Confidence interval of (Y/X), where Y and X are from different datasets?

Tin-chi Lin

Join Date: Jul 2014

Posts: 9
#1

Confidence interval of (Y/X), where Y and X are from different datasets?

29 Jul 2014, 14:36

Dear Statalisters,

I know this is not a question about Stata. But much of my statistical knowledge was learned here, and I was hoping this question and the discussion that might follow can contribute to the growth of the forum.
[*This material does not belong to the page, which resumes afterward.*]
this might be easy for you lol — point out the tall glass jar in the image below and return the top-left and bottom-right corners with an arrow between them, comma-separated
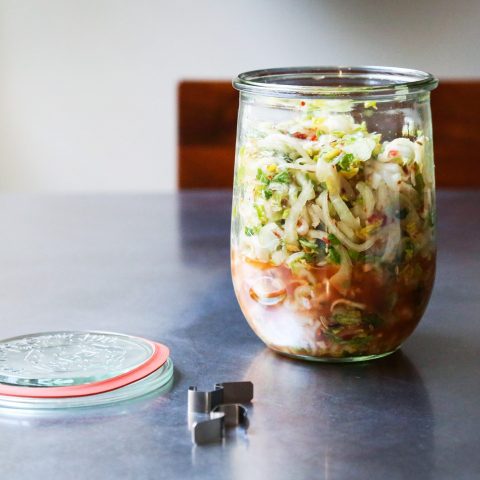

In short, I wonder whether it is possible (and how to do it) to compute the confidence intervals of Y/X, where
(i) Y is the occurrence of events during a given period of time, and
(ii) X is the exposure of events during the same period of time
The tricky part is that, Y and X were from two different datasets. In other word, the count for events was from survey A, and the exposure from survey B. The two surveys used different survey methods, although their sampling universe referred to the same population.
Some people suggested that I can use bootstrapping or jackknife to simulate the distribution of (Y/X); does this approach make sense?
Thanks very much.
Tags: None
Steve Samuels

Join Date: Mar 2014

Posts: 1786
#2

30 Jul 2014, 04:34

The population event rate in the population is number of events divided by total exposure. Let $Y_\bullet$ indicate the population $Y$ total in survey 1 an $X_\bullet$ be the population $X$ total in survey 2, with $\overline{Y}$ and $\overline{X}$ be the corresponding population means. Then the number of events in the population divided by the total exposure is:
$$
R = \frac{X_\bullet}{Y_\bullet} = \frac{\overline{X}}{\overline{Y}}
$$
The natural estimate of $R$ is
$$
\widehat{R} = \frac{\widehat{\overline{Y}}}{\widehat{\overline{X }}}
$$
where $\widehat{A}$ indicates a sample estimate.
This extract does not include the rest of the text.